By standardizing USB-C/USB-PD design and requiring charger-free bundles, Europeans will no longer be faced with an ever-growing pile of incompatible USB chargers and cables that accompany each new gadget purchase. With customers able to use the same chargers and cables for all of their electronics, European landfills will less rapidly fill up with unwanted and discarded chargers and cables.
Existing products can continue to be sold unchanged
As noted, the law is expected to take effect for most products starting in the fall of 2024. Laptops are the only product being given a longer grace period, but these too will be expected to use USB-C chargers within 40 months of the other product categories. That should, in turn, put implementation of the requirement for laptops somewhere around the start of 2028.

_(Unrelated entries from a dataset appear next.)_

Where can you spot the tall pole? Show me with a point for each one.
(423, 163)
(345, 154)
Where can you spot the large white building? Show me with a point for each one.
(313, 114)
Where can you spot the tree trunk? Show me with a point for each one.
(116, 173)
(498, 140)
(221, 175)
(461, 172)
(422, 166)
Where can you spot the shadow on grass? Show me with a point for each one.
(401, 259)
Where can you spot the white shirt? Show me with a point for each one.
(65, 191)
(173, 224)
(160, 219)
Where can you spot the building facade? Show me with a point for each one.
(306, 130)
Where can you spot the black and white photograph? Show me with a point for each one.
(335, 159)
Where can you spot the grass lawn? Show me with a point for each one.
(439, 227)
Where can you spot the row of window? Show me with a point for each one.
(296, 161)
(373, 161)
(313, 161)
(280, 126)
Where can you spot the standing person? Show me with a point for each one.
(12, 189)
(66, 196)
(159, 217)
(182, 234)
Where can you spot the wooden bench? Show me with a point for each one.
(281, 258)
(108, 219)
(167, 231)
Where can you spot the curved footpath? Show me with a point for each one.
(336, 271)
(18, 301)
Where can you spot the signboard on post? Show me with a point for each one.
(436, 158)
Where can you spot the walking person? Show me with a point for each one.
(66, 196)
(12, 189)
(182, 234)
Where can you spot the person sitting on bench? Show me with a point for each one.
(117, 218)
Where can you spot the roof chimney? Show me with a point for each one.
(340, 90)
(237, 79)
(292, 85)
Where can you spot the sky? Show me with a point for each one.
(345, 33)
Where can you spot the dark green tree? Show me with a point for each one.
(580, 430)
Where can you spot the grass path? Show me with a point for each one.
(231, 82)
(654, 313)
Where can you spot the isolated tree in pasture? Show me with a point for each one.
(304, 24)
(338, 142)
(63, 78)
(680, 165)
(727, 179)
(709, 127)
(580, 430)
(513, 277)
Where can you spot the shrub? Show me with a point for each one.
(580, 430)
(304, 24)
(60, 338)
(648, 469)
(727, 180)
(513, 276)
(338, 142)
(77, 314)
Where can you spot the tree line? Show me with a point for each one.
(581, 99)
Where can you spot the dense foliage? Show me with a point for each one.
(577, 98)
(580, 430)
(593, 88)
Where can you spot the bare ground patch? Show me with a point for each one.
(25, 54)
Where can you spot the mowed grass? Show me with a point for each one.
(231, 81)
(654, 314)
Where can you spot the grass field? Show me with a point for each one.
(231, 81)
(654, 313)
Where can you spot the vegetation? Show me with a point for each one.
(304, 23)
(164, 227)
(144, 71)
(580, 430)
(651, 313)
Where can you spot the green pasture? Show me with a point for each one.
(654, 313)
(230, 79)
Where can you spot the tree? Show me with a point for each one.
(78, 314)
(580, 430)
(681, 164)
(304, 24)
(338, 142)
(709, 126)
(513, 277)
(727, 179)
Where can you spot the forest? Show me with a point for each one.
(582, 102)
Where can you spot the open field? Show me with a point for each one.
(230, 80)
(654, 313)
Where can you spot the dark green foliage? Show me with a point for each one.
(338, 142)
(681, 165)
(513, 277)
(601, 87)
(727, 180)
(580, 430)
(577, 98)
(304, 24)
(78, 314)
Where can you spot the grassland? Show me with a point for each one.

Products that are already on sale will be grandfathered in and can continue to be sold. That wouldn’t apply to minor refreshes like the recently-launched Ricoh WG-80, though. Such refreshes would now also need to update the connectivity to comply with the new law. That could in turn have knock-on effects on other areas of the design, perhaps even requiring changes to the processing pipeline. (Cameras often rely on system-on-chip processors which have features like their USB support baked-in.)
If the scope of that change becomes too large, it could push the cost of the redesign too high to be worthwhile, resulting in older, lower-margin products like point-and-shoots being withdrawn without a replacement.
Markets outside of Europe are likely to be affected too
While it is entirely specific to the European market, it’s also likely the new law’s effects will be felt in other markets around the world. If manufacturers chose to treat other markets separately from Europe, that would increase their own development and manufacturing costs, after all.
In the interests of keeping their own costs to a minimum, we’d expect to see manufacturers standardizing USB-C globally once the law takes effect. Of course, product bundles already vary by market so it’s possible we could still see charger-only bundles outside of Europe, but that change will likely also become global over time.
Wireless charging could be the next battlefield
Although the law has yet to be formally approved, it seems that’s largely a ceremonial step. With the ball now set in motion, it’s unlikely to be overturned by manufacturers this late in the game. Already, the European Union has laid down tentative battle lines for the next stage in the war on waste.
While this iteration of the regulation covers only wired charging, allowances have been made for it to be revisited in the future. Two reasons for this are provided: To allow for developments on the wired charging front and also to initiate similar compatibility and sustainability requirements for wireless charging.
We can only hope that, too, comes to fruition. Wouldn’t it be great if all our products, wired or wireless, needed only a couple of chargers between them?